RSA Pushes For PCI DSS Compliance
PCI DSS 1.1 is the latest version of the standard developed by PCI Security Standards Council.
The Payment Card Industry’s (PCI) Data Security Standard (DSS) may be a well known directive in US and European geographies, but in places like India, the awareness levels are fairly low and concerned entities need to be exposed to this standard more in order to drive adoption.
Hence, in a bid to push the case for DSS compliance and emphasise on the importance of data and information security in plastic card based transactions, RSA, the security division of EMC recently held an event in Mumbai.
PCI DSS 1.1 is the latest version of the standard developed by PCI Security Standards Council. The standard is designed to help facilitate adoption of consistent data security measures on a global scale. It provisions a unified security standard and governs the safekeeping of cardholder information throughout the transaction process.
The initiative comes in as a response to the growing instances of consumer card data theft and data security breaches which more often than not result in fraudulent acts and other financially motivated crimes. The standard applies to all the entities involved in transactions including merchants, service providers such as banks that store, process or transmit cardholder account.
“Given the tremendous increase in e-commerce and the number of plastic card users in the APAC region, it is important that consumers, merchants and financial institutions realise the importance of data security. Companies handling consumer credit card data now face unprecedented levels of accountability for securing customer information. By following the standardised, industry-wide procedures of PCI DSS 1.1, organisations can ensure the protection of their customer’s data,” commented David Howell, senior manager, PCI Solutions at RSA.
Lending his perspective on the Indian scenario, Amuleek Bijral, country manager, RSA said, “There is a lot that needs to be done in terms of generating awareness about the standard. Despite being conscious of the risks associated with customer data theft and information security compromises, majority of the entities in India remain unaware of the standard. This is a fairly dangerous scenario which can be abused by those with malicious intents.”

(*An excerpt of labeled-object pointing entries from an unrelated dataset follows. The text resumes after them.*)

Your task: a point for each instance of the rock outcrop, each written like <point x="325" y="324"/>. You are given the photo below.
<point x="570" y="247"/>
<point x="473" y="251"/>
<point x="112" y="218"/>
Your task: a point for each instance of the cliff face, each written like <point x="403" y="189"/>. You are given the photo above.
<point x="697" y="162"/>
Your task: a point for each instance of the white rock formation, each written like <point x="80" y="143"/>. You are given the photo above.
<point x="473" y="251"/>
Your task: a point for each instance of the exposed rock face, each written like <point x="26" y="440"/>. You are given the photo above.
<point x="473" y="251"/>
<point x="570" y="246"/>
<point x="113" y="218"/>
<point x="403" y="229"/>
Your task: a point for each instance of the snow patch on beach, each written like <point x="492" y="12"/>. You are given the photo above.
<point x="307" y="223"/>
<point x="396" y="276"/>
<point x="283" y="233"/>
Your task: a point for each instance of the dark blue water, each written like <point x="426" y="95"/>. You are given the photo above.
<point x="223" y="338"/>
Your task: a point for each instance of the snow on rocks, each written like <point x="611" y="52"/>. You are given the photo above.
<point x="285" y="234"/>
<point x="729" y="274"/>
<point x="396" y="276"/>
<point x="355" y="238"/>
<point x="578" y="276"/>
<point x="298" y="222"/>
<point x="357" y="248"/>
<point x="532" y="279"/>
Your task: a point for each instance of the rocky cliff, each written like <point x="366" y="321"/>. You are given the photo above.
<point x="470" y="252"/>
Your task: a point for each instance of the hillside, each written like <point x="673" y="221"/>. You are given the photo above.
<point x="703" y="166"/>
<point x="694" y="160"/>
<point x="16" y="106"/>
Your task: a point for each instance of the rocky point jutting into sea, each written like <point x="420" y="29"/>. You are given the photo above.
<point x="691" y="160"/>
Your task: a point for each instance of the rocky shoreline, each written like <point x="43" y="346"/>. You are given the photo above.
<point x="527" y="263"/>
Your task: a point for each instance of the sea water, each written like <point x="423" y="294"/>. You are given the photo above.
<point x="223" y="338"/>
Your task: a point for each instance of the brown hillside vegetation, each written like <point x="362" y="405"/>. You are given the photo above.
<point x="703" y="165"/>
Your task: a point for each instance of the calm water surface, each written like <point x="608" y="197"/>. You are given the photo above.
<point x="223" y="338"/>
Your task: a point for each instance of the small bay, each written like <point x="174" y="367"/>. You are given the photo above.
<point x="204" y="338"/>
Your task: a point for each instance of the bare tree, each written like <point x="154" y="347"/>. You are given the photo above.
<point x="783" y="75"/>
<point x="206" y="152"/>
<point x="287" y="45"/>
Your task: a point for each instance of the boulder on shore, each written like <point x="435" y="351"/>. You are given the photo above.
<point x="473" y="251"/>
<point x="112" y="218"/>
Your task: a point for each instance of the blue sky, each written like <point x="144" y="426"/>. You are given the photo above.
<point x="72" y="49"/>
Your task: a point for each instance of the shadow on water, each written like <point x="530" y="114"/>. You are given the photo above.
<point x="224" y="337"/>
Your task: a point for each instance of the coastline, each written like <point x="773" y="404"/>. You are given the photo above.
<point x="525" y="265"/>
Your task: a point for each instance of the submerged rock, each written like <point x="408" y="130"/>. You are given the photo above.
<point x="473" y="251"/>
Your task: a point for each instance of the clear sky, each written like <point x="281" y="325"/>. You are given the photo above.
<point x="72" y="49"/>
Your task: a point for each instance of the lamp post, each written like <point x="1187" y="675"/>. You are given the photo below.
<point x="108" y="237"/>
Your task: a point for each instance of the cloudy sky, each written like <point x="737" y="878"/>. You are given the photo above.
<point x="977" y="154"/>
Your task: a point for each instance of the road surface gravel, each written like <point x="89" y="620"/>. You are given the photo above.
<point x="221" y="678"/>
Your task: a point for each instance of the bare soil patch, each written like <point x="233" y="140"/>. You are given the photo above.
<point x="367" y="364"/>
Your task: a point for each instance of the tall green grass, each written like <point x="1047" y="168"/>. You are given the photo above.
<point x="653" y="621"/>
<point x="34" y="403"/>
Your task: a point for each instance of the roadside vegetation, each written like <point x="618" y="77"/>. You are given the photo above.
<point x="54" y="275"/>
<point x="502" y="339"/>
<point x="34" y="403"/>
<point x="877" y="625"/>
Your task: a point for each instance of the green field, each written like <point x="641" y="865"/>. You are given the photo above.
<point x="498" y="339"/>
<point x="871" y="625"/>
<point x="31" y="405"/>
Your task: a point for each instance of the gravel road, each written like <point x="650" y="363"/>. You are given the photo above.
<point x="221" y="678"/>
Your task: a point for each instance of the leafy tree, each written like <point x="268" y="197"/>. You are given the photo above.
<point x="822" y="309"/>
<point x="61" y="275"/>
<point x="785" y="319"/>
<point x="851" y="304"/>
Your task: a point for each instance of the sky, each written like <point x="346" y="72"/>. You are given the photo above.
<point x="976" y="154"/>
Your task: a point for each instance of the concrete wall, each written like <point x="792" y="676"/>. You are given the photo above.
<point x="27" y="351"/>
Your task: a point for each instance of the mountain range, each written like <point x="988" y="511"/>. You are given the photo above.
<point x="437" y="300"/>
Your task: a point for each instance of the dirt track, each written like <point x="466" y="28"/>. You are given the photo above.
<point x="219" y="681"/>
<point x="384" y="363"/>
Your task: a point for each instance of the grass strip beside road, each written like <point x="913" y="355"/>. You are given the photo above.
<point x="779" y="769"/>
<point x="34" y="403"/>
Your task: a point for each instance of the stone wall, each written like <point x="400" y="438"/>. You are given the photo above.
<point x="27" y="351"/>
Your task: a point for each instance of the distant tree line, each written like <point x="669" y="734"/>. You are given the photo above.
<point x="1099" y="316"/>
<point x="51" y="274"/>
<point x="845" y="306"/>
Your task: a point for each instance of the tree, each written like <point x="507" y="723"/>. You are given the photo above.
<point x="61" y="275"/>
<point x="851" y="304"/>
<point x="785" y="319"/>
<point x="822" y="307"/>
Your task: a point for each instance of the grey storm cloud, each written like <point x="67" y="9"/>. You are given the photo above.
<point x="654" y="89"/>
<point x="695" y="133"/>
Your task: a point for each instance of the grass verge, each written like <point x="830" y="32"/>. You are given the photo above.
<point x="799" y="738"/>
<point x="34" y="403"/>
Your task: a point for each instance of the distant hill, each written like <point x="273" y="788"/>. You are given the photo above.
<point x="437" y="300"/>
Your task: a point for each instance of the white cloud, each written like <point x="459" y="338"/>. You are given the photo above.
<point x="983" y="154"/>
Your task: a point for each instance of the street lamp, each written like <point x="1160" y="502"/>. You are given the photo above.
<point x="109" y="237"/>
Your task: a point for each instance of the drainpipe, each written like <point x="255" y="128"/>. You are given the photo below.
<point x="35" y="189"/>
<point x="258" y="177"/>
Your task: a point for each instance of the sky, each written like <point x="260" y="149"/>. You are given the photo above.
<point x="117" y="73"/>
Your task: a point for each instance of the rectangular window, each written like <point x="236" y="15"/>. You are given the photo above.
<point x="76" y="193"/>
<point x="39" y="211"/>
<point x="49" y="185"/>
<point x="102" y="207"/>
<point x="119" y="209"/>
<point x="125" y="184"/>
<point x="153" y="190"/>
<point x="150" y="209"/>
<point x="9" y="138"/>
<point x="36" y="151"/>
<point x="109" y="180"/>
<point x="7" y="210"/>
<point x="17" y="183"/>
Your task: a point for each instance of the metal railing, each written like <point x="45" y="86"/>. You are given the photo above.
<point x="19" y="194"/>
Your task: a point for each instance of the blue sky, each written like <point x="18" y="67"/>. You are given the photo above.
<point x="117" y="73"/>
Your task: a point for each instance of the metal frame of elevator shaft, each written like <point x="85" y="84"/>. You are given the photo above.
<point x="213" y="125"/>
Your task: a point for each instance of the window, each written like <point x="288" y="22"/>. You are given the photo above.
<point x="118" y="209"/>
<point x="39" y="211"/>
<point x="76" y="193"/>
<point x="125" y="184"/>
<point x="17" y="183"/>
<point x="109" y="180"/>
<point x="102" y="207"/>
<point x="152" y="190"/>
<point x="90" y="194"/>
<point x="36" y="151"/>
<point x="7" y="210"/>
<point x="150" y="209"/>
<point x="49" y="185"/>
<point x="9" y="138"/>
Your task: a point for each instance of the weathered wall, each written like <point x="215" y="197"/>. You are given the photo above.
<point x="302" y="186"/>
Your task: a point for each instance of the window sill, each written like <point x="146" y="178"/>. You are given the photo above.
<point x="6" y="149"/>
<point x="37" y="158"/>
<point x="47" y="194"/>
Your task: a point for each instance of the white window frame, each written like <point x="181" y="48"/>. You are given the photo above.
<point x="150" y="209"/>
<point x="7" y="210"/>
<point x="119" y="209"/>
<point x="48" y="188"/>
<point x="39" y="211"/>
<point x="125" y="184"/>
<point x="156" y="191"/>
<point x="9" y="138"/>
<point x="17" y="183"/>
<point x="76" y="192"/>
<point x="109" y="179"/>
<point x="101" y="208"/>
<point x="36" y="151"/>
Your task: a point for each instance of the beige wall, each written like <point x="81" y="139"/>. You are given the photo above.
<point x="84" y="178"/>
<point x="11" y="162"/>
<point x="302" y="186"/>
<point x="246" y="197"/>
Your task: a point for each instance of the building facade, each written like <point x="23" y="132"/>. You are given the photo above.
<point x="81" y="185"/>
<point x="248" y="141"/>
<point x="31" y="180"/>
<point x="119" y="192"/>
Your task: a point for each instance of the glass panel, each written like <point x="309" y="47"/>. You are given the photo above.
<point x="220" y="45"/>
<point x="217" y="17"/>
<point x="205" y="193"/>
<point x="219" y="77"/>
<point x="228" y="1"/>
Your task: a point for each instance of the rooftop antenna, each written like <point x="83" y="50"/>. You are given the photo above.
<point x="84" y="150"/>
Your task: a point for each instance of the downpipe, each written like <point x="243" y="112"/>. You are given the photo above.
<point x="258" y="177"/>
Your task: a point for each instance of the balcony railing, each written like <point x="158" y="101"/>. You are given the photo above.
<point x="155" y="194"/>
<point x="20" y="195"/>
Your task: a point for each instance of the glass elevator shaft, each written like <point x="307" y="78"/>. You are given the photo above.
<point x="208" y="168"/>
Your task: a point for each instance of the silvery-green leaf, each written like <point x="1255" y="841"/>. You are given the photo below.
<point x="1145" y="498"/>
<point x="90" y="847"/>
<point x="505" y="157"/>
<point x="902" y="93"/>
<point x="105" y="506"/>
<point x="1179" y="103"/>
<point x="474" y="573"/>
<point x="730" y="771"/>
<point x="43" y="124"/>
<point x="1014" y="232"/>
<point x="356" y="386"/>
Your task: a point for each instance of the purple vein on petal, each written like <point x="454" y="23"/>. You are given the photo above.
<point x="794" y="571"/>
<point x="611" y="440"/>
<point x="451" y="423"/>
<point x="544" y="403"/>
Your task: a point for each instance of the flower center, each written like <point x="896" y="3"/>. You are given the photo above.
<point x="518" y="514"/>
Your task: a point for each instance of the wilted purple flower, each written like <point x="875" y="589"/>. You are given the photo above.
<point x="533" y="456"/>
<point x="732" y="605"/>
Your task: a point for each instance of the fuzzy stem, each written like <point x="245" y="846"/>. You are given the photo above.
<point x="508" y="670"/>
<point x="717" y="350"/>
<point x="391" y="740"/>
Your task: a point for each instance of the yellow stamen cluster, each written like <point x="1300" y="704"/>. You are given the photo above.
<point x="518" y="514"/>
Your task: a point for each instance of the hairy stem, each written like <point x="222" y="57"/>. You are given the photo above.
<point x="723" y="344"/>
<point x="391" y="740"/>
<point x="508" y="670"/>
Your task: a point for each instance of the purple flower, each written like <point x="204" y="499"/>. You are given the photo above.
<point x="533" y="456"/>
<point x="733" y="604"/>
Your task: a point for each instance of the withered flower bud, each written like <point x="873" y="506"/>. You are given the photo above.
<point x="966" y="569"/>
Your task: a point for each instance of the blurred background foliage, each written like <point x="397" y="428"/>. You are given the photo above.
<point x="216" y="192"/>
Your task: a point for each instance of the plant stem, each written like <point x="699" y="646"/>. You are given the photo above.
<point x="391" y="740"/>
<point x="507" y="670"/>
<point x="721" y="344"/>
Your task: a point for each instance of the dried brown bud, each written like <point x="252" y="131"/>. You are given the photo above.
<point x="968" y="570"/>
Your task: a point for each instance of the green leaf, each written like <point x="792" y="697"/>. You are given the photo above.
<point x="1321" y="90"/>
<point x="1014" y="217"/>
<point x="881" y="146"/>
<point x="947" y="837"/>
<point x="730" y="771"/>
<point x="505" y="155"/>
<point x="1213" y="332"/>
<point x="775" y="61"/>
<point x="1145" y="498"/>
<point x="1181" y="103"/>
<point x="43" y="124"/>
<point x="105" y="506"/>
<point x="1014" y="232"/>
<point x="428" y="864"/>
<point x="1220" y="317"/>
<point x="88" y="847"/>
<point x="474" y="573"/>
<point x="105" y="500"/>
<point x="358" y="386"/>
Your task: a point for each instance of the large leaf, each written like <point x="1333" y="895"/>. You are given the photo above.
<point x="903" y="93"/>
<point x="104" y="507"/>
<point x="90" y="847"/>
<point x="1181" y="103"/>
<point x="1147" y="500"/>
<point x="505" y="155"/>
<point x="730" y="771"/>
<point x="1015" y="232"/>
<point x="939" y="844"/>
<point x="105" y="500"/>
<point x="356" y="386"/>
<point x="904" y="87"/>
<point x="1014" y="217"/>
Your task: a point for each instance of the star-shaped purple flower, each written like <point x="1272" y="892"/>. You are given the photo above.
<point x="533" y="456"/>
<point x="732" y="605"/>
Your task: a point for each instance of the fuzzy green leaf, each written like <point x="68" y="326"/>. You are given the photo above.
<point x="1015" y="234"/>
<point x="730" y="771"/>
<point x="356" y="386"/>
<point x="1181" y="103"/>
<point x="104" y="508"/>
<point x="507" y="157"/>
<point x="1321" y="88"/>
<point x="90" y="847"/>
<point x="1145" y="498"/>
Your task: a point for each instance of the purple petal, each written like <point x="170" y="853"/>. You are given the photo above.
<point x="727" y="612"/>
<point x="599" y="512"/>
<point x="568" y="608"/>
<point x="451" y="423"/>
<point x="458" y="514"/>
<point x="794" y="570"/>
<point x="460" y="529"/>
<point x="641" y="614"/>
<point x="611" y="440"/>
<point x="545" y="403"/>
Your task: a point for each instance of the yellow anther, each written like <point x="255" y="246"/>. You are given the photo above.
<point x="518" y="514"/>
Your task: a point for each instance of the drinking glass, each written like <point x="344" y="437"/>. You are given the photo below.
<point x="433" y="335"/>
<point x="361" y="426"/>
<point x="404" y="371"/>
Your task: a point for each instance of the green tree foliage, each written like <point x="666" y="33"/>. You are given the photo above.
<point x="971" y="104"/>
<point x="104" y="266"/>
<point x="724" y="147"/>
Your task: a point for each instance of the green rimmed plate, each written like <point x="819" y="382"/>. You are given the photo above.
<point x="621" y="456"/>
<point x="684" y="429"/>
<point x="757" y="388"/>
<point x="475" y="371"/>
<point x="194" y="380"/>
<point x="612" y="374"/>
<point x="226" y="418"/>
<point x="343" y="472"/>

Some of the requirements in the updated version of the PCI DSS standard include, maintaining secure networks, protection of cardholder data through encryption and strong access control measures, software design and other such critical protective measures.
“Compliance with the newly announced version of the DSS standard can boost customer confidence and safeguard the reputation of organisations. Businesses also stand to gain insulation from financial losses and remediation costs in instances where confidential customer data is compromised,” concluded Howell.